E 311 (known in Arabic as شارع ﺇ ٣١١) is a major road in the United Arab Emirates. It begins in New Al Falah in Abu Dhabi and extends north-eastward towards the Ras al-Khaimah emirate.  E 311 has been called Sheikh Mohammad Bin Zayed Road since January 2013 and is commonly known as SMBZ Road. Prior to that it was called Emirates Road, but that name is now given to E 611, which was previously Dubai Bypass Road.

It was originally designed by the Dubai Municipality to cut the traffic of heavy vehicles from the downtown area.  However, due to a very bad road infrastructure in Sharjah, traffic bottle-necks are often seen near Dubai–Sharjah border. In 2006 it was re-developed by RTA in Dubai, creating 6 lanes on each side.

In mid-2005, the road was extended to reach the UAE's northernmost emirate of Ras al-Khaimah, passing through the emirates of Ajman, Umm al-Quwain and Sharjah.
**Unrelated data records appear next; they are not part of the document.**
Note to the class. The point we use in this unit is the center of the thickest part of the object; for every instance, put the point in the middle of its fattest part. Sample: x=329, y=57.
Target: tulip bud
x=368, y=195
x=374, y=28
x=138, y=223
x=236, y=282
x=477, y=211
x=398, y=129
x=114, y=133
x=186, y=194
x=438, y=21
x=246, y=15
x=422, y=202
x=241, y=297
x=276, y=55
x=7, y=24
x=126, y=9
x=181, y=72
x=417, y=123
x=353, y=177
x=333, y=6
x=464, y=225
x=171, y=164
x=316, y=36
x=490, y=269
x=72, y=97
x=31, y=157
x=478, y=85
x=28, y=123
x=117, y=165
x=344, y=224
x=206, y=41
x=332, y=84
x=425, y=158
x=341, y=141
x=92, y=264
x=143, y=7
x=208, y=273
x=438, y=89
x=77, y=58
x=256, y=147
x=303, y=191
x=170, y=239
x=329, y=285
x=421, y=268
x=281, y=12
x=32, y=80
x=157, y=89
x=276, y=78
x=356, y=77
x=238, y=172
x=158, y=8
There is also a project to extend the E 311 through Ras al-Khaimah to the UAE's northern border with Oman (Musandam Peninsula).

In Dubai, Sheikh Mohammad Bin Zayed Road is a prime location for new projects as the area surrounding it can now be accessed easily. Many projects have been proposed or are in various stages of development along the road, including International City, Arabian Ranches, Dubailand, Dubai Silicon Oasis, Global Village, Dubai Sports City Hessa street exit.

Within the city of Dubai, Sheikh Mohammad Bin Zayed Road used to be known as the most dangerous road in the UAE, with 19 fatalities recorded on it within the first six months of 2006. But with improved road designs and replacement of several roundabouts with interchanges, flyovers, speed cameras and increase in lanes, it has become much safer to drive. This road is also used to commute from Jebel Ali area in Dubai to the old town of Dubai such as Bur Dubai and Deira. Sheikh Mohammad Bin Zayed Road is located in the east of Dubai, parallel to Sheikh Zayed Road (E11). People also use the Sheikh Mohammad Bin Zayed Road as an alternative to the Sheik Zayed Road which has open road toll gates, SALIK that deducts AED 4 every time a vehicle passes beneath them.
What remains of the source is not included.